An actress who plays thirteen-year-old Victoria Confino welcomes us. She tells about Victoria's experience living in the building. Here, she explains the language of Sephardic Jews, called Ladino, and sings part of a sad Ladino song:
VICTORIA CONFINO: "Oh, it's a very mixed up language. It's like a little bit Spanish...we call it Judeo Espagnol...and it's a little bit Turkish, a little bit Hebrew...a lot of languages mixed up all together."
BOB DOUGHTY: Writer Jane Ziegelman recently published a book that explores food culture from the point of view of five families who lived at Ninety-Seven Orchard Street. Her book is called "97 Orchard: An Edible History of Five Immigrant Families in One New York Tenement."

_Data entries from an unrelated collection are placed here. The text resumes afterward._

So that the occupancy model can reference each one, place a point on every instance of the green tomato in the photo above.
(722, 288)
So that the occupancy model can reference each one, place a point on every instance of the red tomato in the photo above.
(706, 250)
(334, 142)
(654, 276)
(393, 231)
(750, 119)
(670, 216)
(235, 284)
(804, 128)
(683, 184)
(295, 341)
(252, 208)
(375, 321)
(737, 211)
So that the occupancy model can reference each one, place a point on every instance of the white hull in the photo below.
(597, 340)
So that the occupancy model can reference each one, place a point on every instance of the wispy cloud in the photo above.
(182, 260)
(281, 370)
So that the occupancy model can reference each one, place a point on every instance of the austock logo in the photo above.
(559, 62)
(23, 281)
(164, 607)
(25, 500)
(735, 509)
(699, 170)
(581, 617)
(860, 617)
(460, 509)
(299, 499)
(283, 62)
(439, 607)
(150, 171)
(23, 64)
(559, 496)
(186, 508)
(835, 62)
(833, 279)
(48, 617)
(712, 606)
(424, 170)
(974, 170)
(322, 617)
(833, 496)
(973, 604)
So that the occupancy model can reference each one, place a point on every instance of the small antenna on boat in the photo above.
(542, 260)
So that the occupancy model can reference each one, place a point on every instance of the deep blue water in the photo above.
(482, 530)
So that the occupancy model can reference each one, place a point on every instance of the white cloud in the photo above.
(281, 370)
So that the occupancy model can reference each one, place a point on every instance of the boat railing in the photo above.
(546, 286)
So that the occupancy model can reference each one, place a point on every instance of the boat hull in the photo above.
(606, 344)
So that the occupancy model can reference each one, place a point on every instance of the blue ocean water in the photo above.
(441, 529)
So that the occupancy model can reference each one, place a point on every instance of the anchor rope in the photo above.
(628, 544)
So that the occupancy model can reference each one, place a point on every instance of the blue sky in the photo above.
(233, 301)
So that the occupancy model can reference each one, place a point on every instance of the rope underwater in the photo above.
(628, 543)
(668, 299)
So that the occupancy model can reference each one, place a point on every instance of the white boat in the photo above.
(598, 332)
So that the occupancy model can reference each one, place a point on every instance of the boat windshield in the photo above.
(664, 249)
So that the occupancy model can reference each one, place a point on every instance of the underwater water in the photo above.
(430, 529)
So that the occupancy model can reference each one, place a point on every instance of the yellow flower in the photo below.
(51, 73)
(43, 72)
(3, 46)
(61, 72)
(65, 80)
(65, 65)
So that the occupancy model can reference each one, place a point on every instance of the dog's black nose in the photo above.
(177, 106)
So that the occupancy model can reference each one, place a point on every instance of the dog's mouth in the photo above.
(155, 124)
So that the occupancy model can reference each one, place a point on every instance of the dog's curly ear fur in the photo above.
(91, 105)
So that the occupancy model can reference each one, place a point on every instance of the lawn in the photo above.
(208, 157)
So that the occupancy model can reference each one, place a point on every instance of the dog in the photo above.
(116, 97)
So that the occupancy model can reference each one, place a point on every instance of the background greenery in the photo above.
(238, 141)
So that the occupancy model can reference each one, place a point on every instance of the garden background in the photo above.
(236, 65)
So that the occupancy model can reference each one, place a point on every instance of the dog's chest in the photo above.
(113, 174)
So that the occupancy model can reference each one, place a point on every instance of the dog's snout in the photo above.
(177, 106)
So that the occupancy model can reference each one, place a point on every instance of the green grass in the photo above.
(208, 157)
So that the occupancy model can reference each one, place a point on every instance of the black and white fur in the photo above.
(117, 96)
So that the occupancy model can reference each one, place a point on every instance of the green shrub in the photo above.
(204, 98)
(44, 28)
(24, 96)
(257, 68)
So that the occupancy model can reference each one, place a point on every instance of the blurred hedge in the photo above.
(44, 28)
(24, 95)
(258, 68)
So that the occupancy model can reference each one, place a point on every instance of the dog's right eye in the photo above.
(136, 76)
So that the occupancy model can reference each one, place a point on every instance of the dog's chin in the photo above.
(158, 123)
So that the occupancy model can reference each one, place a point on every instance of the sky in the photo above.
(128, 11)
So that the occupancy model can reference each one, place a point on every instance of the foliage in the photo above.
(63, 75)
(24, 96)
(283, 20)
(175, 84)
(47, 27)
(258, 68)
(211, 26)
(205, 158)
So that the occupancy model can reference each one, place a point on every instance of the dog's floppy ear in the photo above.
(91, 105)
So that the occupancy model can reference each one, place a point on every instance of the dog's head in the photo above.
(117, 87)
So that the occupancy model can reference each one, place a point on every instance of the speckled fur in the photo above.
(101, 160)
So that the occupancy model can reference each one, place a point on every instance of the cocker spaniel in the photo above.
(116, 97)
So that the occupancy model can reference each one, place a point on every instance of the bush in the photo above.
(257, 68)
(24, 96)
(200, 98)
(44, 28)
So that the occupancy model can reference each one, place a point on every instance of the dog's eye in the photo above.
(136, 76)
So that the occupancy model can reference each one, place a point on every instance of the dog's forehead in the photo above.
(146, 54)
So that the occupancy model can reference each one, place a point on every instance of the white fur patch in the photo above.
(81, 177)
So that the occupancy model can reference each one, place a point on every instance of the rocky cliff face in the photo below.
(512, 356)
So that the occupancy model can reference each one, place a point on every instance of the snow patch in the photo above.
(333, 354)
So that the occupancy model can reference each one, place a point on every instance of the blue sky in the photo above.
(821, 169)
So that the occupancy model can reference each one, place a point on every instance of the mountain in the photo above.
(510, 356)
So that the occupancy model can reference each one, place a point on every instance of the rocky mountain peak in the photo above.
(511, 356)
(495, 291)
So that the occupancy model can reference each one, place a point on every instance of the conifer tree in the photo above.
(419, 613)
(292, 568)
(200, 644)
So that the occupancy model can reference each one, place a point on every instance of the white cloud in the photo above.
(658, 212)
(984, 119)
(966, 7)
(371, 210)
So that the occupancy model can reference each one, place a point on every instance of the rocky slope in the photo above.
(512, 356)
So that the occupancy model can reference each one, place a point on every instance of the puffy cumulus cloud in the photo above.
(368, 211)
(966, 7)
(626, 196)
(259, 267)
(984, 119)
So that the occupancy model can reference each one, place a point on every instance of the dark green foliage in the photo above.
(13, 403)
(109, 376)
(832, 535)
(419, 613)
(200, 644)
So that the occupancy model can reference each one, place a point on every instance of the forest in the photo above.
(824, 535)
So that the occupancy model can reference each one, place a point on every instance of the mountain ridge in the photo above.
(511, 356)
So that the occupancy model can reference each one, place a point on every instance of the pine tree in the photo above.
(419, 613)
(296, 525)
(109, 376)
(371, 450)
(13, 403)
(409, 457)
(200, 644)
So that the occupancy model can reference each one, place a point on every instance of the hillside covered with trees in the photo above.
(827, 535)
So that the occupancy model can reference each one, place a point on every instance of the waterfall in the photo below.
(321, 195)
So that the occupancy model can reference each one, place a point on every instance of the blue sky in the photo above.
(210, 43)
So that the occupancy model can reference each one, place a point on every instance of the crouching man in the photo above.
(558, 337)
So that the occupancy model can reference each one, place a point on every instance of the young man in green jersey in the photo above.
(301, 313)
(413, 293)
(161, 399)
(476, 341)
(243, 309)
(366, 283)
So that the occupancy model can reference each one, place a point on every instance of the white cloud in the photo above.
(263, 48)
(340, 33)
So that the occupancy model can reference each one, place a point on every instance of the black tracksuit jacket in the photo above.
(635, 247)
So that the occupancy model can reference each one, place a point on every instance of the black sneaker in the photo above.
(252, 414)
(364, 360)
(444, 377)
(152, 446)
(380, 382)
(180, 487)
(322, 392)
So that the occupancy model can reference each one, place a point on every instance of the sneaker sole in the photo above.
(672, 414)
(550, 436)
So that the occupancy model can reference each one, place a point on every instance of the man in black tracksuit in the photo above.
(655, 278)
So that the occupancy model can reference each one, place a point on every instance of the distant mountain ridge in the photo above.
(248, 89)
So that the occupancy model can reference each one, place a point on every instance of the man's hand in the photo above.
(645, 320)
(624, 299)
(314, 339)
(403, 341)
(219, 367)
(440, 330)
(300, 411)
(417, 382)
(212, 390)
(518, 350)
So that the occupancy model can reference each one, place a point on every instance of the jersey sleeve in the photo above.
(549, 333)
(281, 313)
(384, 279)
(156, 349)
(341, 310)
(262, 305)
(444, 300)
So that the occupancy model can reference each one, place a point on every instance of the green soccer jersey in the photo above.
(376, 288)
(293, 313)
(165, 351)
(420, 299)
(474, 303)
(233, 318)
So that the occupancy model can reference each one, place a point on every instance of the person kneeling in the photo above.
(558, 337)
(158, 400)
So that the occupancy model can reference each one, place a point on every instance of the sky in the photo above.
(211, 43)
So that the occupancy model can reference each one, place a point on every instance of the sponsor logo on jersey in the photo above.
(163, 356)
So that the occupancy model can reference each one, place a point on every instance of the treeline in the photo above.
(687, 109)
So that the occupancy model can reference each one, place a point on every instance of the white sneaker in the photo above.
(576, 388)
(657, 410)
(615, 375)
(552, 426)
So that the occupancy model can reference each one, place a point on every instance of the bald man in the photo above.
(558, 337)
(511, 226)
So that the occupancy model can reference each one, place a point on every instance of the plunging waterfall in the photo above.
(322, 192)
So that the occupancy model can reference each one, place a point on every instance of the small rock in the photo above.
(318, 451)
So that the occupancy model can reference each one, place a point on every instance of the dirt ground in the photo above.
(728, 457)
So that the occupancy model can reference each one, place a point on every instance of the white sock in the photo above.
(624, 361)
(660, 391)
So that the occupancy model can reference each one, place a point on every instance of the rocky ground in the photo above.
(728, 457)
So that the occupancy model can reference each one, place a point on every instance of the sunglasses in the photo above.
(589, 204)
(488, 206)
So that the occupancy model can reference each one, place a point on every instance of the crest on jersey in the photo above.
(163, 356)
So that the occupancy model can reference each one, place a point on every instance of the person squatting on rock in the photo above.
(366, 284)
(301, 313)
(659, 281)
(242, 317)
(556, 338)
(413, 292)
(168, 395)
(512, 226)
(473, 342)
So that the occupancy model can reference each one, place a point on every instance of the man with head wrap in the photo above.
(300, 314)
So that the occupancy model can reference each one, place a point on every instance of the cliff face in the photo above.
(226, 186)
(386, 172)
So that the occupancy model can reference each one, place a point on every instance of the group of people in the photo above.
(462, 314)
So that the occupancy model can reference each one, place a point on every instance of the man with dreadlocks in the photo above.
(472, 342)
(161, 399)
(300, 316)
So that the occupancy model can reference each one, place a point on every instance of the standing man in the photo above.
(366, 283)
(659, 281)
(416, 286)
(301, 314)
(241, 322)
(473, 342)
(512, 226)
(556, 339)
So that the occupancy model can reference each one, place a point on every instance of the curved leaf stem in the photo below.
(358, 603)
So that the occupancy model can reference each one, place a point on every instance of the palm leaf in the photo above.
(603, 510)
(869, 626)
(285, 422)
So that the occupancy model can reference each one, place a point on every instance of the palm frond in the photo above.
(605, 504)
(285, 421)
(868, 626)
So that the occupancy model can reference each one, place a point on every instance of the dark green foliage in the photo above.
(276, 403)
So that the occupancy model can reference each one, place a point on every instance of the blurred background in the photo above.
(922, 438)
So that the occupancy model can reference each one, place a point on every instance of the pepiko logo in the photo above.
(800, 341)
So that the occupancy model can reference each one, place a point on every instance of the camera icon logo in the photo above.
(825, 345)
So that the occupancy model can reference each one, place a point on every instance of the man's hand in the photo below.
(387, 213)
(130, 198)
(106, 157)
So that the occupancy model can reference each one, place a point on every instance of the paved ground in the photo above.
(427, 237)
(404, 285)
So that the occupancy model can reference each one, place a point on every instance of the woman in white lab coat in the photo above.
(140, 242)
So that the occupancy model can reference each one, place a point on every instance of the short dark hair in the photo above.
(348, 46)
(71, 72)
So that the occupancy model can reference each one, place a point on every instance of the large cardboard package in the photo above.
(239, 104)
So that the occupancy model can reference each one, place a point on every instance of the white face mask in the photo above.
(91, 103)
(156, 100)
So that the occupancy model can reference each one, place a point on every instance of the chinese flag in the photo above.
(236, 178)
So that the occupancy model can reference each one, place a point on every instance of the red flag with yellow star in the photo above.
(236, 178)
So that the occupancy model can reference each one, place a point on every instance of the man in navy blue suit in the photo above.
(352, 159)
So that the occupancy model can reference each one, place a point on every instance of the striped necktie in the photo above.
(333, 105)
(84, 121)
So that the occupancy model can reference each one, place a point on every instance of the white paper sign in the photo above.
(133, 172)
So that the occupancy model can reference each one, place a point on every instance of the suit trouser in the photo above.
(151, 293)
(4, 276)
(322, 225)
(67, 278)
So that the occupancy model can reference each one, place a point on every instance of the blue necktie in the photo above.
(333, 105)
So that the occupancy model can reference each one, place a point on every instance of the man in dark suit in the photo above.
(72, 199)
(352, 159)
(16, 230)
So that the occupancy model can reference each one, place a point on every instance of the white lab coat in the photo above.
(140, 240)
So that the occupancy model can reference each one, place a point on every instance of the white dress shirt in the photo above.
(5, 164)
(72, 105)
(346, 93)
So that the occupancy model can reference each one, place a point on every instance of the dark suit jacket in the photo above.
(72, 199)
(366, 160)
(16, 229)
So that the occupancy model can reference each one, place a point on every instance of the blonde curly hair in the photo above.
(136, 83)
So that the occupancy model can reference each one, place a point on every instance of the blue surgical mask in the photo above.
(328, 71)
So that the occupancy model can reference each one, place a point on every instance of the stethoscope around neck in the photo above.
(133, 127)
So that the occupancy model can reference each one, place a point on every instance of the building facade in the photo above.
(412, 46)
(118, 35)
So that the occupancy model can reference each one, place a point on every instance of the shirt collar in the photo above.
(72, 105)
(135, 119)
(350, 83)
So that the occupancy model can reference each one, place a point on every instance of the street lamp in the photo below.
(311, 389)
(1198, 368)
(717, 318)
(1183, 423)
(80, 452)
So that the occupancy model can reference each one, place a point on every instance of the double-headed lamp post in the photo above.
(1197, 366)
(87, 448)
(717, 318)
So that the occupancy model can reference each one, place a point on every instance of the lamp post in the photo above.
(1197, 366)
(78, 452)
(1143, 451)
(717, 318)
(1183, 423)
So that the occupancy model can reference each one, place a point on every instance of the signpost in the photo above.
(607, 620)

Jane Ziegelman explores the many food traditions that German, Irish, Italian and other immigrants brought with them to the United States. And she shows how these food traditions have influenced American cooking.
For example, Germans brought the tradition of pale beer to the United States. She also discusses a German restaurant in New York that served a meat dish known as "Hamburger steak." This meal would evolve into what is now considered a truly American food, the hamburger.
FAITH LAPIDUS: Ms. Ziegelman suggests that the Irish were less protective of their food traditions. This is because they came from a country filled with poverty and the effects of failing potato harvests. She says Italians felt very strongly about the quality of their food. They were happy to pay more to have oils, dried vegetables and tomato products imported from their homeland.
Ms. Ziegelman also notes two foods that united Americans, whatever their nationality or social level: oysters and fruit pies.
BOB DOUGHTY: Jane Ziegelman says from the nineteenth century on, immigrants would take difficult jobs that non-immigrants would not do. These include working as food sellers, beer brewers, bakers, butchers and restaurant servers. Her book helps show how important the hard work of immigrants was in feeding America.